BEBERAPA waktu belakangan ini jalan-jalan ibu kota mulai dipenuhi berbagai reklamae para politikus. Perjalanan menuju pemilihan presiden 2024 ternyata sudah dimulai.
Mereka yang berambisi maju mencalonkan diri sepertinya dipaksa untuk mulai membangun popularitas, mengingat perjalanan menjadi calon presiden harus melewati seleksi di level partai dulu.
Mereka yang tidak memiliki elektabilitas baik akan sulit dicalonkan oleh partai politik. Beberapa selentingan mengenai bagaimana elektabilitas bisa menekan biaya mahar untuk dicalonkan pun bertebaran.
Walaupun masih butuh diklarifikasi kebenarannya, namun elektabilitas sebagai syarat untuk dicalonkan tampak begitu masuk akal.
Atas alasan ini pula para politikus menggelontorkan pundi-pundi uang yang gosipnya, beberapa dari mereka mengeluarkan tidak kurang dari Rp 1 triliun untuk upaya membangun popularitas ini.
Pertanyaannya apakah popularitas cukup?
Lihatlah bagaimana popularitas atau dalam terminologi marketing sering disebut dengan brand awareness ternyata tidak cukup membawa beberapa nama seperti Aburizal Bakrie, Hatta Rajasa, Wiranto, dan Amin Rais, ke tampuk kepemimpinan tertinggi negeri ini.
Jawabannya tentu saja karena popularitas tidak selalu cukup untuk mendongkrak elektabilitas.

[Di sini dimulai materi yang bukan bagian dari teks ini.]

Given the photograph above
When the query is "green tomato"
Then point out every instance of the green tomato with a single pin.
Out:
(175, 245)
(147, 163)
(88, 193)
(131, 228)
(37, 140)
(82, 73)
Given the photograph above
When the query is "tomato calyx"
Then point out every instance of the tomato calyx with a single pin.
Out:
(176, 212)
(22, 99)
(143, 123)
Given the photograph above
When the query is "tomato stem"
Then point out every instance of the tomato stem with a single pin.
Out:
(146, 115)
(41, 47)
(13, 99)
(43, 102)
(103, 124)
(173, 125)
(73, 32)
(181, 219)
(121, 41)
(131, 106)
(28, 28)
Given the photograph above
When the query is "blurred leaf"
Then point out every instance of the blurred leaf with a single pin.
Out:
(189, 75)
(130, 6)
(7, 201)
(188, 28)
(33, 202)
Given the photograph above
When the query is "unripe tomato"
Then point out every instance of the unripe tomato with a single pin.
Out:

Popularitas atau sering disebut sebagai brand awareness memang dipercaya bisa membantu. Bayangkan bagaimana mungkin kita memilih sebuah brand ketika kita bahkan tidak mengingat brand itu ada.
Belum lagi ada fenomena the mere exposure effect, yaitu kecenderungan kita untuk memilih sesuatu yang lebih familiar untuk kita.
Karena familiarity secara bawah sadar memberi kita “rasa aman”. Memilih sesuatu yang tidak kita kenal padahal ada opsi yang kita kenal menciptakan kekhawatiran, kecuali jika opsi yang dikenal memiliki persepsi yang tidak baik di benak kita.
Dari sini saja sudah terbukti bahwa menjadi dikenal itu tidak cukup, tapi sebagai apa dan bagaimana kita dikenal itu jauh lebih penting.
Maka dari itu walaupun awareness/popularity itu penting, tapi tidak cukup untuk membangun desirability.
Bagi politikus dan marketers yang berkocek tipis, bersaing dengan mereka yang berkocek tebal memang menyebalkan. Karena suka atau tidak, awareness memang bisa dibeli.
Lihatlah Meikarta yang beberapa tahun lalu memborong ribuan reklame di berbagai kota. Begitu juga koran, setiap harinya ada 5 halaman iklan penuh dikuasai oleh Meikarta.